Models & profiles
Reference for which models mochallama loads, how to point it at your own GGUF, where models are cached, and the load-time error contract. The lineup is tool-callers only — non-tool models are rejected at load, by design (the reasoning lives in tool-calling-support.md).
Quickstart
Pull a model and chat with no Java and no model files of your own — the CLI ships its own JDK-22 runtime image and downloads the default GGUF on first run:
# default model is qwen2.5-1.5b (~1.1 GB, downloaded once)

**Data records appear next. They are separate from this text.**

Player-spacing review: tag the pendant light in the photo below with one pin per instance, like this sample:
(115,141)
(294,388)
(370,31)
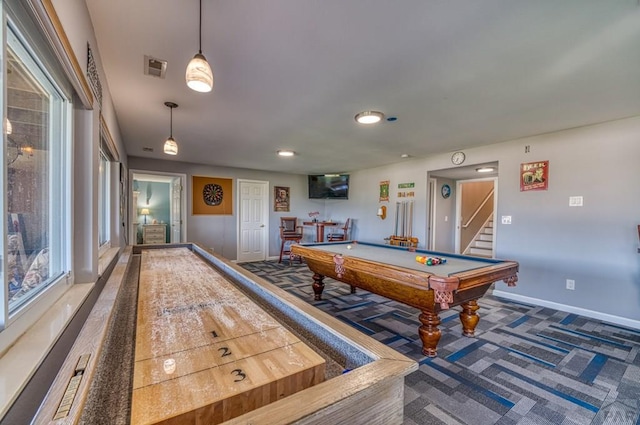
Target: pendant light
(170,146)
(199,75)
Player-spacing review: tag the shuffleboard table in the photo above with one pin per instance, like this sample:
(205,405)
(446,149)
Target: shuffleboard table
(395,273)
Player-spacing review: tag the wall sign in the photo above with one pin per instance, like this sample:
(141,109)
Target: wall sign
(281,198)
(384,191)
(445,191)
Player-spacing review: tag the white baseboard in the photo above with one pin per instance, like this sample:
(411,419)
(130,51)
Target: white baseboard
(622,321)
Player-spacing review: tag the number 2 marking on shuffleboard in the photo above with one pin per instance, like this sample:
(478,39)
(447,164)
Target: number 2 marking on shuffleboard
(239,374)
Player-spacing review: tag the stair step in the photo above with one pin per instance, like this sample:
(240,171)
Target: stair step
(483,244)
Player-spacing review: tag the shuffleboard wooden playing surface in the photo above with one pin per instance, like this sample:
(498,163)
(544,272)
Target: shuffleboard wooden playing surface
(206,353)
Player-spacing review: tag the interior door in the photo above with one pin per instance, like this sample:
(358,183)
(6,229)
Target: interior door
(176,210)
(253,217)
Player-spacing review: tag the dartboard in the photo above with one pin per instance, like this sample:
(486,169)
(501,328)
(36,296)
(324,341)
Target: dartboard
(212,194)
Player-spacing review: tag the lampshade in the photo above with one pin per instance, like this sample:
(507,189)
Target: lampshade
(171,147)
(369,117)
(199,75)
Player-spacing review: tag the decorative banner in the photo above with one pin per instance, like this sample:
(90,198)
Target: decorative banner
(212,195)
(281,198)
(405,193)
(534,176)
(384,191)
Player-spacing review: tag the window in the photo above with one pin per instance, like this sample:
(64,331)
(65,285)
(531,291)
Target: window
(36,170)
(103,200)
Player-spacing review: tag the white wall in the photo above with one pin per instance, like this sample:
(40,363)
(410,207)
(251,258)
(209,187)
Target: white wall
(595,245)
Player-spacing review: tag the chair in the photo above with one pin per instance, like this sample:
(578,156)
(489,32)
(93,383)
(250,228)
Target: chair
(342,236)
(289,232)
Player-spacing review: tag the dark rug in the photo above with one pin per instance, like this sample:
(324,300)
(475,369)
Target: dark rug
(109,399)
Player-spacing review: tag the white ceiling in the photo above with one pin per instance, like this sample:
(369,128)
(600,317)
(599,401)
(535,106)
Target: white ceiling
(292,74)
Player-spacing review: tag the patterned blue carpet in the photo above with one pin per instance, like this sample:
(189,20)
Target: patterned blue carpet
(526,365)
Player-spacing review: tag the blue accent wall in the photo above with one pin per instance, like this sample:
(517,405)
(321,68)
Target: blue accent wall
(157,197)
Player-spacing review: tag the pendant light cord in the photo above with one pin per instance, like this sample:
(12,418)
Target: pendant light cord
(200,30)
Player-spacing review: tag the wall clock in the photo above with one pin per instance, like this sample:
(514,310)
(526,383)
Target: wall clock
(457,158)
(212,194)
(445,191)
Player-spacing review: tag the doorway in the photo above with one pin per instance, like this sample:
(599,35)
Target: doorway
(253,220)
(158,199)
(446,195)
(476,204)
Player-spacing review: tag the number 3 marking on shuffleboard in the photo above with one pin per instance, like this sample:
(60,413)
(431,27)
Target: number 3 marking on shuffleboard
(239,374)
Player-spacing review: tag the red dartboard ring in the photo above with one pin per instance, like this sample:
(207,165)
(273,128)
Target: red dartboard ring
(212,194)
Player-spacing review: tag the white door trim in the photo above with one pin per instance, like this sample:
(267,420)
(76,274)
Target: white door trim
(264,213)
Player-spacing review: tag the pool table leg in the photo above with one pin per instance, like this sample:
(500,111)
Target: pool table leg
(429,332)
(469,318)
(318,286)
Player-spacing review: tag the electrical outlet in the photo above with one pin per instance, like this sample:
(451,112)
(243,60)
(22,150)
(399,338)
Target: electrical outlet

npx @deemwario/mochallama chat -m qwen2.5-1.5bFrom a JVM app, point ChatEngine at any tool-capable GGUF:
implementation 'io.github.deemwario:mochallama-core:0.1.6'
runtimeOnly 'io.github.deemwario:mochallama-core-platform:0.1.6'<dependency>
<groupId>io.github.deemwario</groupId>
<artifactId>mochallama-core</artifactId>
<version>0.1.6</version>
</dependency>
<dependency>
<groupId>io.github.deemwario</groupId>
<artifactId>mochallama-core-platform</artifactId>
<version>0.1.6</version>
<scope>runtime</scope>
</dependency>In a Spring Boot app the model is selected by configuration; activate a profile or set llamacpp.model.*. The id reported on GET /v1/models is derived from the model filename, so switching profiles also switches the OpenAI-compatible model id.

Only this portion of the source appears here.